Whatever loop is it that’s printing those messages, should probably have a fail-safe exit condition.
This has been happening more and more frequently under heavy load. I’m seeing some slightly different behavior now as well where I’ll re-queue a task (because the render is stuck), another slave will pick it up, and the original slave will get stuck trying to switch to something else with a loop like this:
Scheduler Thread - Cancelling task...
Scheduler Thread - Task "46_1053-1053" could not be found because task has been modified:
current status = Rendering, new status = Rendering
current slave = rd-027, new slave = ws-033
current frames = 1053-1053, new frames = 1053-1053
Scheduler Thread - Cancelling task...
Scheduler Thread - Task "46_1053-1053" could not be found because task has been modified:
current status = Rendering, new status = Rendering
current slave = rd-027, new slave = ws-033
current frames = 1053-1053, new frames = 1053-1053
Scheduler Thread - Cancelling task...
and on and on indefinitely.
I don’t understand why the slave can’t abort what it’s doing…

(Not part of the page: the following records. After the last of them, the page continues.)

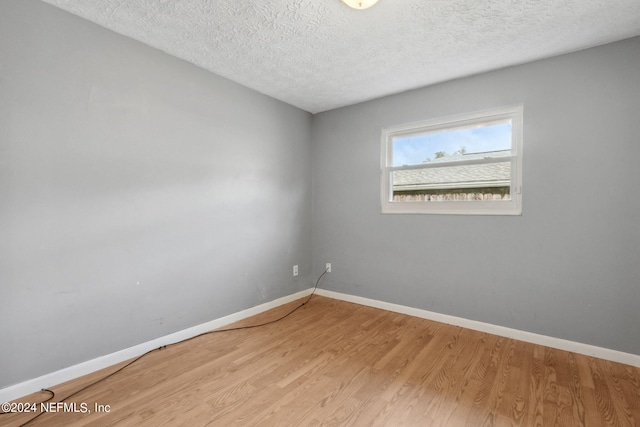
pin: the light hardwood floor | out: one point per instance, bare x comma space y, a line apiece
335, 363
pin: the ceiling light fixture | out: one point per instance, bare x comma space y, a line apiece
360, 4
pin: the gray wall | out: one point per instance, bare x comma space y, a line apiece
120, 164
569, 267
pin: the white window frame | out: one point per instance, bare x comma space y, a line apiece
485, 207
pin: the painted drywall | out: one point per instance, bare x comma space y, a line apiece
567, 268
139, 194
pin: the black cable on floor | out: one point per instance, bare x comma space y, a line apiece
315, 287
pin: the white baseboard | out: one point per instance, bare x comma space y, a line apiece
561, 344
49, 380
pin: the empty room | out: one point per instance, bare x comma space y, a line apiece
320, 212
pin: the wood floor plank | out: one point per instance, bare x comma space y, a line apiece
333, 363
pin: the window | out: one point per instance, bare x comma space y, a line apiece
469, 164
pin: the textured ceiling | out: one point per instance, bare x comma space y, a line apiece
319, 54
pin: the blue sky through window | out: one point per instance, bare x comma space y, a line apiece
415, 150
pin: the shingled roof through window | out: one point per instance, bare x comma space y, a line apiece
459, 176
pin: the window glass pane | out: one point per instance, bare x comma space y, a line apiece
447, 145
485, 181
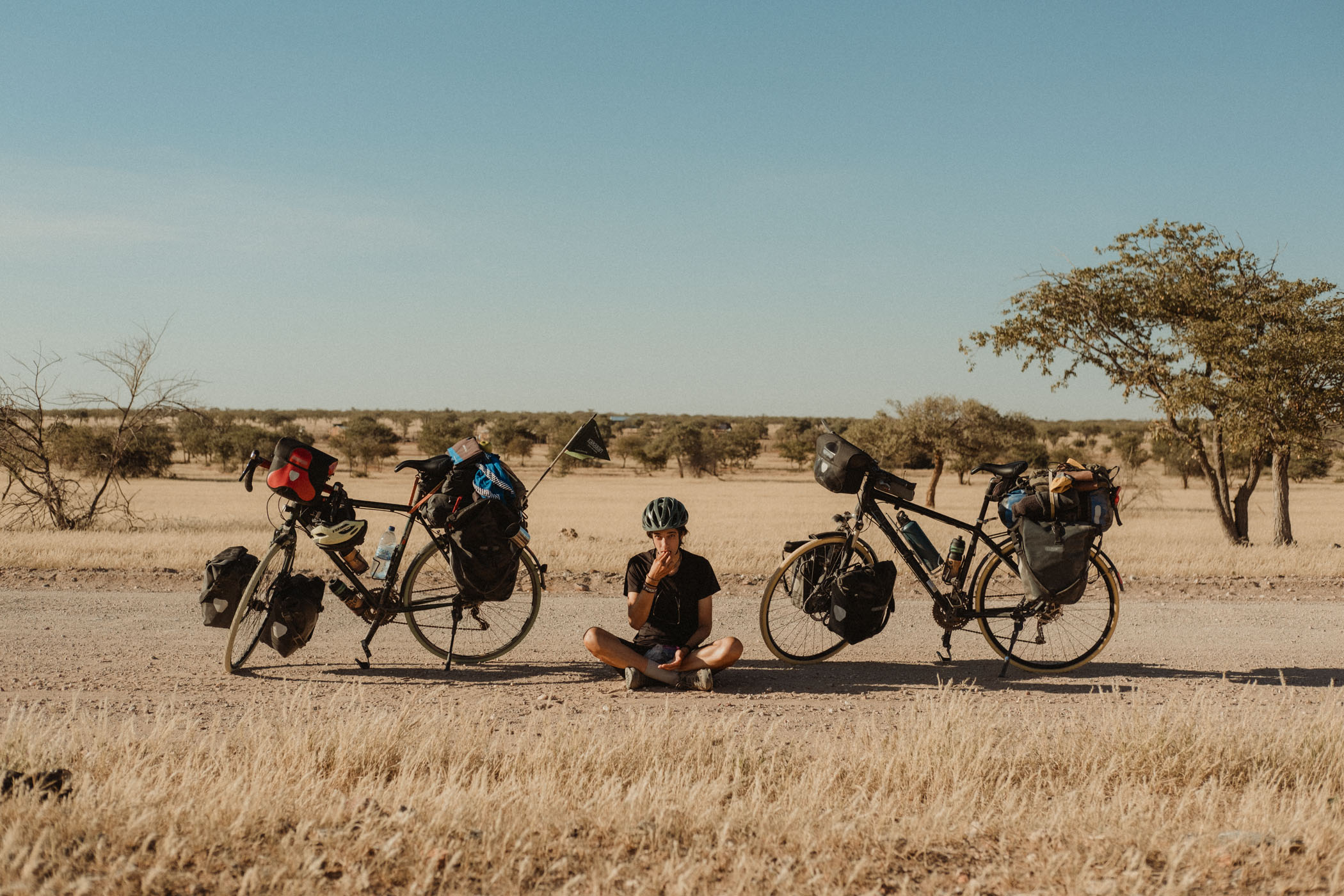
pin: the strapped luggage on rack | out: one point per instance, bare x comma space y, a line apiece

We still have not had any luck reproducing this here.
We’re assuming that the reason it can’t abort is because there is a deadlock on the same thread that would check if the task had been cancelled. This will for sure be addressed in Deadline 8 because we can just kill the sandboxed process if it doesn’t cancel in a reasonable amount of time.
However, it would still be nice to try and figure out why this problem is occurring. One way we could do this is to enable debug logging on the plugin that these jobs get stuck for. This can be done by adding the following line to your dlinit file:
DebugLogging=True
Note that this will add a lot of additional text to the logs, but if a task gets stuck with debug logging on, the debug output should give us a sense of what’s happening.